2019年の振り返り
2019年12月30日(月)

2019年の振り返り

2019年を振り返ります。最初に申し上げるのは私が、今年、担当して作った本です。10冊です。著者の方々に感謝申し上げます。力不足で2019年に刊行できませんでした書籍については、著者の方々、読者の方々にお詫び申し上げます。できた本も一人で作ることができたわけでなく、海老澤にだいぶ手伝ってもらって作りました書籍もあります。『リフレクティブ・プラクティス入門』と『ホーン『否定の博物誌』の論理』の2冊がそうです。ほかの本でも手伝ってもらっています。私に縁の深かった本は『日本語 下手談義』と『語彙論と文法論と』の2冊で、『日本語 下手談義』は、私自身が、杉本先生に結婚式の仲人をしていただきましたご縁で、ご自身の90歳を記念した本を刊行しました。『語彙論と文法論と』は、村木新次郎先生の最後の本になりました。日本語文法研究において、「語彙論」の扱いが弱いことに問題提起をする本です。残念なことにお亡くなりになる日に間に合いませんでした。村木先生は、ひつじ書房創業の前から、ひつじ書房にご助力いただいていました。村木先生のお力添えが無ければ、ひつじ書房は出発できなかったことでしょう。感謝申し上げますとともにご冥福をお祈りいたします。
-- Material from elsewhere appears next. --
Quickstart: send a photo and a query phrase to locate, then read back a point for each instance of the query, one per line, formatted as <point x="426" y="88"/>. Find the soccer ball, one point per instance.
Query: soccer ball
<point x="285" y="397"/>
  • 1 Native Speakerにちょっと気になる日本人の英語 山根キャサリン 著
  • 2 意味変化の規則性 エリザベス・C.トラウゴット、リチャード・B.ダッシャー 著 日野資成 訳
  • 3 リフレクティブ・プラクティス入門 玉井健・渡辺敦子・浅岡千利世 著
  • 4 「ゲノム編集作物」を話し合う 三上直之・立川雅司 著
  • 5 越境する東アジアの文化を問う 千野拓政 編
  • 6 Critical Reading through Collaborative Learning 舘岡洋子 監修 津田ひろみ、小松千明、大須賀直子、Alison Stewart 著
  • 7 民主的シティズンシップの育て方 名嶋義直 編
  • 8 語彙論と文法論と 村木新次郎 著
  • 9 日本語 下手談義 杉本つとむ 著
  • 10 ホーン『否定の博物誌』の論理 加藤泰彦 著

    ここ数年、ポスト記述文法ということを考えています。いろいろなところで、何度も繰り返しているので、同じ話かと言われるかも知れません。日本語学(英語学も含む)における「記述文法」を乗り越えないといけないのではないか、ということです。研究の上でもそのような模索が行われていると思います。狭い意味での規範文法は、批判されるべきですが、文法を語る時の求心性(まとまりとして考えること)というものを簡単に批判できるのか、これまでの記述文法は、規範を批判することにおいて楽観的過ぎたのではないのかということを思います。その点から、規範ということをあらためて考えるべきで、よりよい言語の使い方のような議論も必要であろうと思われます。規範性を批判していれば、それで解決という素朴な考えへの再検討(規範性についての再検討)。文が文としてまとまった形であるという書き言葉の前提が話し言葉へも持ち込まれていたことの反省(書き言葉の密輸入への再検討)。だれでも、普遍的な人権から考えると全ての人に平等に発言する権利はあるという前提(理念)がありますが、そうなのかという(言語的参加の平等・均衡説への再検討)。言語は理解されるものだというコミュニケーション観に対して、葛藤を前提に考えるべきだという(記述主義の前提にあった調和しているはずだという言語観への再検討)。言語と関連する動作的なもの(ジェスチャー、視線、頷き、声の調子、誰が発話するか、順番)、関連するものは、これまで無視してきたものであり、どこまで記述の範囲に入れるのかというのは、無意識に決めてきたということがあります(記述範囲への反省)、真実を話すことをの前提から上手に話すということ、真偽だけではなく、上手下手というレトリック的な捉え方。などなど、記述文法主義の持っていた安定して、調和的な言語観への批判とその批判に基づいた言語研究が、行われてきていると思います。やるべきことは、非常に多いわけで、まだまだ、未開発な分野やテーマが少なくない。しかし、記述主義は、文学部での言語研究、外国語学部での言語研究を暗黙のうちに想定しており、その枠を越えるとしたら、文学部、外国語学部とかわる学科が必要になるでしょう。あるいは、文学部、外国語学部自体が、21世紀的なあり方に変わることができるのか。これはアカデミズム全体の構造の問題につながっていきます。それを考えないと21世紀の人文科学は存在できないということもできます。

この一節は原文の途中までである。